Um rabino israelense apresentou uma nova leitura de inscrições feitas há cerca de 3.800 anos em uma mina de turquesa localizada em Serabit el-Khadim, no deserto do Sinai, Egito. Michael S. Bar-Ron afirmou que os registros fazem referência direta a Moisés, personagem central para judeus e cristãos.

As inscrições foram descobertas no início do século 20 pelo arqueólogo britânico Flinders Petrie.

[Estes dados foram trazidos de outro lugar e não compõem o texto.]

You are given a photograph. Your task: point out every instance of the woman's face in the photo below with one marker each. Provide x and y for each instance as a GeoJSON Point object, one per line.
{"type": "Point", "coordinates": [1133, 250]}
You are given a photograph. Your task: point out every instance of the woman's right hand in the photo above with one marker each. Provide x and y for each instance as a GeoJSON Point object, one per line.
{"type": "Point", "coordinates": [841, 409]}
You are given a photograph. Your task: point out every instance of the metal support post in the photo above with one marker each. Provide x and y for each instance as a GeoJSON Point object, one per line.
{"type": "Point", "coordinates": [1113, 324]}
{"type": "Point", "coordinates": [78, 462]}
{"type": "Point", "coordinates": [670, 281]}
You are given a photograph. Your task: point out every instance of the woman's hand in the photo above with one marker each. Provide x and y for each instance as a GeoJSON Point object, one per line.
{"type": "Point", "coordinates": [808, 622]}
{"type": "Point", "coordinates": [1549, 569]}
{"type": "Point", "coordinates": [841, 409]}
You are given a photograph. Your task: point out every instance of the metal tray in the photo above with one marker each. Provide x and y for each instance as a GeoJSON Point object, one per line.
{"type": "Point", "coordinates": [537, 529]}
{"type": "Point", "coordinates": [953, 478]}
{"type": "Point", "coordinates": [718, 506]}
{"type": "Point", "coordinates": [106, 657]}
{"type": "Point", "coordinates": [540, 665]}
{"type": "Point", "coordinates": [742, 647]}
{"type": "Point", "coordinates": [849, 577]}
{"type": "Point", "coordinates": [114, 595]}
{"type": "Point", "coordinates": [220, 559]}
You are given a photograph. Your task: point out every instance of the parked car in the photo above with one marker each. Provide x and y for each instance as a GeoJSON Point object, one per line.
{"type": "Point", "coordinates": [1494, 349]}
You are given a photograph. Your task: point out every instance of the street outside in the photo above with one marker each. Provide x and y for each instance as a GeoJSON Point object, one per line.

Elas estão gravadas em proto-sinaítico, considerado um dos mais antigos sistemas de escrita alfabética, e têm sido objeto de diferentes tentativas de tradução ao longo das últimas décadas.

Com o apoio de imagens em alta resolução e tecnologia 3D, Bar-Ron declarou ter identificado frases como “Este é Moisés” e “Uma declaração de Moisés”. Segundo ele, os registros poderiam ter sido feitos pelo próprio líder bíblico descrito na Torá e no livro do Êxodo.

A hipótese, entretanto, é alvo de controvérsia entre especialistas. O egiptólogo Thomas Schneider, da Universidade da Colúmbia Britânica, classificou a interpretação como “enganosa”. Outros pesquisadores destacaram que “Moisés” era um nome relativamente comum no Egito antigo, presente em documentos administrativos e processos legais da época.

Mesmo diante das críticas, a leitura proposta chama a atenção por sugerir uma possível conexão material com a figura de Moisés, de acordo com informações da National Geographic. Para os defensores da teoria, se confirmada, ela representaria a primeira evidência arqueológica associada a uma das figuras fundadoras da tradição bíblica.